The Department of Veterans Affairs is giving borrowers impacted by the pandemic an additional fifteen months to get loan payment relief.
The new deadline for home retention options is now July 1, 2023, according to a circular published by the department on Monday. The options were initially set to expire April 1, 2022.
The reason for the extension was not explained in the one-page circular. A VA spokesperson said in a statement that the department remains committed to assisting veterans who experience financial hardship.
“VA’s Loan Guaranty Service has taken multiple steps to assist veteran borrowers in retaining their homes and overcoming their individual financial situations due to the pandemic,” the spokesperson said.

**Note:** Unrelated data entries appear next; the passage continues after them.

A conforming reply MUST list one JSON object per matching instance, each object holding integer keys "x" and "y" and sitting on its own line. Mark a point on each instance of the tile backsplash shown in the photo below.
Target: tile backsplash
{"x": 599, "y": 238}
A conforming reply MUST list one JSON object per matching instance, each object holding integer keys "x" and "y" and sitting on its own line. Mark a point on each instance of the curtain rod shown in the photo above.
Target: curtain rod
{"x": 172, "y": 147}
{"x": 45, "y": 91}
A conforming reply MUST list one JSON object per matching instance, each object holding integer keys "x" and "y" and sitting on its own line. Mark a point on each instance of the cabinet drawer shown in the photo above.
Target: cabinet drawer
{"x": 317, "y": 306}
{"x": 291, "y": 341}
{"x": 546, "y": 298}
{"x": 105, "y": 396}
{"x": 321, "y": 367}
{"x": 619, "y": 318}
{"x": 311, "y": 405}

VA’s servicers handbook outlines numerous home retention options available to borrowers including repayment plans, special forbearances, and loan modifications. There are also alternatives to foreclosure such as compromise sales and deeds in lieu of foreclosure.
During the onset of the pandemic, the department moved to make changes in its handbook, relaxing some of its requirements to qualify for numerous home retention options.
As economic factors continue to affect borrowers and the risk of delinquency rises, mortgage servicers need to be proactive in helping borrowers navigate their situation and loss mitigation options.
Presented by: ACES
Some of the changes outlined in a June 2021 circular, which will be in effect until at least July 2023, include allowing servicers to enter a VA disaster modification with a borrower. The modification must be made no later than 18 months after the date in which the COVID-19 national emergency ends, without VA pre-approval.
The VA also allows servicers to offer Disaster Extend Modifications, to prolong the loan’s original maturity date for up to 18 months. The loan must be modified no later than after the date on which the COVID-19 national emergency ends.
The department said at the time that they do not normally allow for the modifications to lengthen the loan maturity date by more than a year past the original maturity date without VA preapproval.
Borrowers now also have more time to defer their loan payments.
To offer loan deferment, a servicer must defer payment of the total amount of missed payments, including principal, interest, taxes and insurance to the loan maturity date or until a borrower refinances the loan, transfers the property, or otherwise pays off the loan, the VA said. Servicers cannot charge any added costs, fees or interest to the borrower.
In July 2021, the department also implemented a partial claim payment program. The option allows the VA to purchase a borrower’s forbearance indebtedness amount, up to 30% of the unpaid principal balance of the VA-guaranteed loan.
The borrower, in exchange for the VA’s partial claim payment, must enter into a second lien and interest-free promissory note to repay VA the partial claim amount. The program is available through Oct. 28, 2022.
According to the Mortgage Bankers Association, in the fourth quarter of 2021 the VA delinquency rate declined 57 basis points to 5.24 percent. During 2021 overall, the share of VA loans that were delinquent decreased by 205 basis points, the MBA said.
Meanwhile, as of Jan. 31, 2022, the share of Ginnie Mae loans in forbearance, which includes VA loans, inched downward. The share of forborne loans decreased to 1.60% from 1.63% the previous month, the trade group’s report found.